Data and Creativity - A One-Two Punch from Marketing

Some people believe that if you put a bunch of “data” in a room with some really smart “data scientists” and “data engineers,” out will pop oodles of invaluable insights that will increase efficiencies and perhaps fundamentally transform your business.  And if that doesn’t work, then you just need to invest more, get a Hadoop cluster, more powerful statistical software, data mine harder, or you need to increase the variety and velocity of your data.

Undoubtedly, the opportunities afforded an enterprise by big data are indeed enormous. But why are many firms finding that they are not getting the big bang they were promised for their big data bucks?

Trying to extract value from data without creativity, passion, strategic insight, and business acumen is like trying to bake bread without yeast and wondering why it doesn’t rise.  It’s like a car without wheels; as hard as you push the gas pedal down, you don’t get far.

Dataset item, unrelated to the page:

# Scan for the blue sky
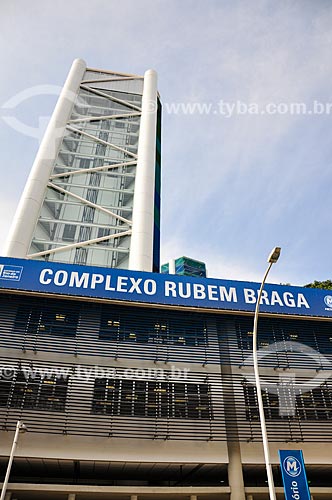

Netflix is best-in-class when it comes to leveraging data. Case in point: the decision to buy the series “House of Cards.” Netflix had viewer data showing that a lot of users had watched movies directed by David Fincher from beginning to end. And films featuring Kevin Spacey had done well, as well as the British version of “House of Cards.” Put all those data points together and an American version of “House of Cards” directed by David Fincher and starring Kevin Spacey sounds like a good bet, and it was.

A regression algorithm did not create the “House of Cards” series. And a Hadoop cluster did not make the data relevant to an important decision. Undoubtedly, technology and analysis were necessary ingredients to enable the collection and reporting of the data. But decision makers asked the right questions and applied data to a real business decision.

What lessons can we learn from this Netflix example?

1)  Put different people together. Data shouldn’t just live with quants in the basement. Get your “non-data people”—your salesmen, creative, writers, etc.—and make them work on something—anything-- with your data analysts.

2)  Look at your data… not just the data scientists or data analysts in your organization—everyone should be familiar with the data in your organization. Most data is just tables. If you can use Excel, you can look at your data and familiarize yourself with it.

3)  Think about context. Data, datum… What do you do with that?  Data are just facts about real things that are put into a quantitative or computer form that can be analyzed with computational methods. You should understand where your data comes from and what it means.

4)  Require people whose job is not focused on data to provide data to support their decisions. If you have a new marketing idea, provide data that supports your idea. Make a required part of your business processes.

5)  Don’t be just an organization with a data and analytics group. Be an organization that uses data and analytics for everything they do. Only when data and analytics are embedded in the culture of your organization—not just a siloed group in your organization—will your organization truly see huge benefits from data.

6)  Get creative. When you put “non-data people” together with “data people” to work on interesting problems, you’ll create a context where game-changing and transformative business ideas that leverage data can be born.